Hatice MERTOL: Masanın başına oturup hadi bir şiir yazayım diyerek şiir yazmadım hiç. Anlık hissettiğim duygular, etkilendiğim bir olay, bir ses, bir müzikle bile aklıma, dilime, düşen birkaç kelimeyi hemen not alırım. Şiir yazma sürecimi ruh halım çok etkiler. Hangi duyguyla yazmaya başladıysam o büyüyü bozmadan düzyazı yazar gibi tüm duygularımı yazar, demlenmeye bırakırım. Daha sonra sesli okuyarak düzeltir, şiirleştirir yine beklemeye alırım, Her okuduğumda kesin düzeltecek kelimeler bulur son halini paylaşırım. Fakat güfte çalışmalarımda oldukça sabırsızım. Hemen bitirmek ve bestelenmiş haliyle dinlemek isterim.

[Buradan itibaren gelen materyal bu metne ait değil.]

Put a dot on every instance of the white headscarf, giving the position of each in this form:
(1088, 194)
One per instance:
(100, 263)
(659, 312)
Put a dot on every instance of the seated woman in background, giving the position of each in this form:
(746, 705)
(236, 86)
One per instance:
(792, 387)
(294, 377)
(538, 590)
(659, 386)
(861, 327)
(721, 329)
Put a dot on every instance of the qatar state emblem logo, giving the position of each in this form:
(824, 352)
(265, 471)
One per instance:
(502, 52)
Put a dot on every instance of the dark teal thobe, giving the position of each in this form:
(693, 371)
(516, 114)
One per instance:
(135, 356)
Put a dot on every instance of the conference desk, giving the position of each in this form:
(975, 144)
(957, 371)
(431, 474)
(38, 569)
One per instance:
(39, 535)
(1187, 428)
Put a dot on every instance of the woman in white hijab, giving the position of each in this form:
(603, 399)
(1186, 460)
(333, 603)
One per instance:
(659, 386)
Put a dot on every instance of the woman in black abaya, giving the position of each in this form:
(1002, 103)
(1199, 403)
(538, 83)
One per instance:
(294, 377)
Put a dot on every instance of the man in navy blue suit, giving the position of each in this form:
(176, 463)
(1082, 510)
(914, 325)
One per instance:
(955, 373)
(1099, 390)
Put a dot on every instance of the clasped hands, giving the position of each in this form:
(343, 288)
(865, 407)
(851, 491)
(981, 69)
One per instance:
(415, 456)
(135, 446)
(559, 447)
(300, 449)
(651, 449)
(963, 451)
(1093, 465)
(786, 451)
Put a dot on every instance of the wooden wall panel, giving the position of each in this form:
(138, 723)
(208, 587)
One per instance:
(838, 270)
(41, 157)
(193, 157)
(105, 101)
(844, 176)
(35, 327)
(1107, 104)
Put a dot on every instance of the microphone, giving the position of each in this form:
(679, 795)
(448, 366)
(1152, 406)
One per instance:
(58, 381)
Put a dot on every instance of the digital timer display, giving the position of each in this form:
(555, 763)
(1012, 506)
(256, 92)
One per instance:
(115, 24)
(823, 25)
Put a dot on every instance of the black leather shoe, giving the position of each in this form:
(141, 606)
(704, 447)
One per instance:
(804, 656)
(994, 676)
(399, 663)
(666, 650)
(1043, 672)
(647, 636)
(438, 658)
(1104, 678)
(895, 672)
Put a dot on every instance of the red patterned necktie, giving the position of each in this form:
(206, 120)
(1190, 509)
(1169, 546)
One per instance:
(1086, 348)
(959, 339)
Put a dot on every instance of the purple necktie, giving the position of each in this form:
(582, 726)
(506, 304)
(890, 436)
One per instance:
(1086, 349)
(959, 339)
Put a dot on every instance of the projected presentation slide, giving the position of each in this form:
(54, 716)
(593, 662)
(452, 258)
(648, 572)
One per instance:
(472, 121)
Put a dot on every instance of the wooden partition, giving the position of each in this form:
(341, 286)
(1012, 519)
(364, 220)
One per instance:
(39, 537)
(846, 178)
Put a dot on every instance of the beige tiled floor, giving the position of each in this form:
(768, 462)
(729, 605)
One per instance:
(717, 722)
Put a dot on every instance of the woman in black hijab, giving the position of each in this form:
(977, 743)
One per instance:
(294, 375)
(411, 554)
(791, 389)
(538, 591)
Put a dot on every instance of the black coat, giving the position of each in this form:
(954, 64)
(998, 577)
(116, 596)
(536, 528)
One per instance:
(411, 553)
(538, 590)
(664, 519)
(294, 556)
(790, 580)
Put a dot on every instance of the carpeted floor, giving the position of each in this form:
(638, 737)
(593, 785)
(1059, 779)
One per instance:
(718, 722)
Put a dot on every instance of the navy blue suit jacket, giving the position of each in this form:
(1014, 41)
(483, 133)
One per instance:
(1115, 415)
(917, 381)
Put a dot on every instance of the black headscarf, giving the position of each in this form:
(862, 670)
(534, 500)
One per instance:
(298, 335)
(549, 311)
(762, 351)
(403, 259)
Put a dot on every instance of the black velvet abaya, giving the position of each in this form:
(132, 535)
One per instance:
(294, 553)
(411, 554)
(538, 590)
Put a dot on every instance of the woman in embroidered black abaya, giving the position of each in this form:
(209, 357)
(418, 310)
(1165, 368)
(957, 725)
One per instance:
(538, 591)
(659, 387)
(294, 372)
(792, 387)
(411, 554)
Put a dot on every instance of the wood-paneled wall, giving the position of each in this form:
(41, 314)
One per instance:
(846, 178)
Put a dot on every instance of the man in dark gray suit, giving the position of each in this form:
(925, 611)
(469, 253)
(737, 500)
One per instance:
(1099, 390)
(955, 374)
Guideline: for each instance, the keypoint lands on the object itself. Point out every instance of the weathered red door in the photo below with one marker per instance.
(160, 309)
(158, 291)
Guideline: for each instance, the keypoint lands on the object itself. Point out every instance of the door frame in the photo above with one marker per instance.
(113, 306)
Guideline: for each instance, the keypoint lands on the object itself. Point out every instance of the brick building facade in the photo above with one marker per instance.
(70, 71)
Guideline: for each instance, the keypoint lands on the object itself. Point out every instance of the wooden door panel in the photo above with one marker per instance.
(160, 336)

Remzi ÖZKAN: Bestelenen şiirlerinizin olduğunu biliyorum sayın hocam. Hangi bestekârlarımızla çalıştınız bugüne kadar? Ne türde eserler ürettiniz?

Hatice MERTOL: Evet seslendirilen ve bestelenen birçok şiirlerim var. Güzel bir tesadüf sonucu tanıştığım Türk Sanat müziği TRT İstanbul sanatçısı Kamuran Yarkın, Avni Anıl, Emin Ongan gibi çok değerli hocaların yetiştirdiği Udi bestekâr Necdet Çalış hocamın Bestelediği 30’dan fazla güftem var. Bunlardan ilk 6 güftemi besteleyip sesiyle icra ettiği 6 şarkılık "AŞKIN ADRESİ 2” isimli Albümümüz tüm yayın kanallarında ve dijital platformlarda yayınlanmaktadır. Alev alev yanalım -Dün gece yine sen geçtin içimden-Süzme mahsun gözlerini-Unutulmaz zannetme sakın -Bitti bu aşk diyorsun-Sil gitsin adlı şarkılar bunlardan birkaçı. Bu arada Necdet Çalış hocamla yeni yılda yeni sürprizlerimiz devam edecek. Bestesi hazır 13 güftemin ilk 6 eserlik albüm çalışmalarına başladık bile.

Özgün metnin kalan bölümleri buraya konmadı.